Regresó a Francia derrotado por su maltrecha rodilla derecha y sufrió la amputación de la pierna
Como trabajador rozó la excelencia. Nunca abandonó un puesto en África si debía permanecer allí, y era un contable responsable. Sus jefes le tenían en gran estima. Aprendía idiomas —como el dialecto ororo— sin dificultades, lo que facilitaba sus negociaciones por las tierras recónditas de Abisinia.
Regresó a Francia derrotado por su maltrecha rodilla derecha y sufrió la amputación de la pierna. Eso no fue lo peor: un cáncer derivado de esa rodilla le consumió con 37 años mientras intentaba con sus últimas fuerzas regresar a Abisinia. Una espera final de dolor y poesía humana en el puerto de Marsella, con el anhelo de regresar a su tierra más querida.
Las acuarelas de Pratt
La edición de Cartas de África —Gallo Nero Ediciones— tiene dos grandes atractivos: la excelente introducción al universo de Rimbaud por parte de Dominique y Nadine Petitfaux y las maravillosas acuarelas de otro aventurero impenitente y buen conocedor de Abisinia, Hugo Pratt.
El dibujante veneciano tenía una relación personal longeva e intensa con el cuerno de África, que acabaría apareciendo también en sus obras (Las etiópicas de Corto Maltés, Los escorpiones del desierto). En 1937 se trasladó allí siguiendo a su padre en la entonces Abisinia colonial italiana. Cuando estalla la Segunda Guerra Mundial, con apenas 14 años, Pratt se ve internado en un campo de prisioneros hasta el retorno a Italia, rodeado de los uniformes del ejército colonial británico que tanto le fascinarán desde entonces. En más de una ocasión en su vida el enigmático creador de Corto Maltés comentó el impacto que tuvo sobre él la paradójica libertad vivida en tierras africanas en aquellos momentos de caos.

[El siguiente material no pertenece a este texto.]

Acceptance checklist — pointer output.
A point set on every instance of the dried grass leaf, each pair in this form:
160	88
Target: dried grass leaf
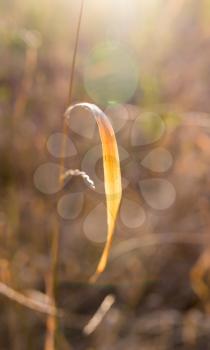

Las acuarelas de Pratt están repletas de luz y poseen un brillo propio. Sus pinceladas gruesas, su estilo inigualable —tanto si las entinta con posterioridad como si las deja sin entintar— imprimen una fuerte personalidad a sus visiones africanas. La superposición de distintos colores y la utilización de una amplia amalgama de rojos le permiten un efecto que remarca de manera notable sus composiciones sobre el papel.
No es de extrañar que la Pinacoteca de París le dedicara a Pratt una completa retrospectiva en el año 2011; el hombre que salió tras los pasos de Rimbaud y acabó encontrando su propio e imaginativo camino a lugares donde la ficción y la aventura se mezclan con los sueños y la poesía.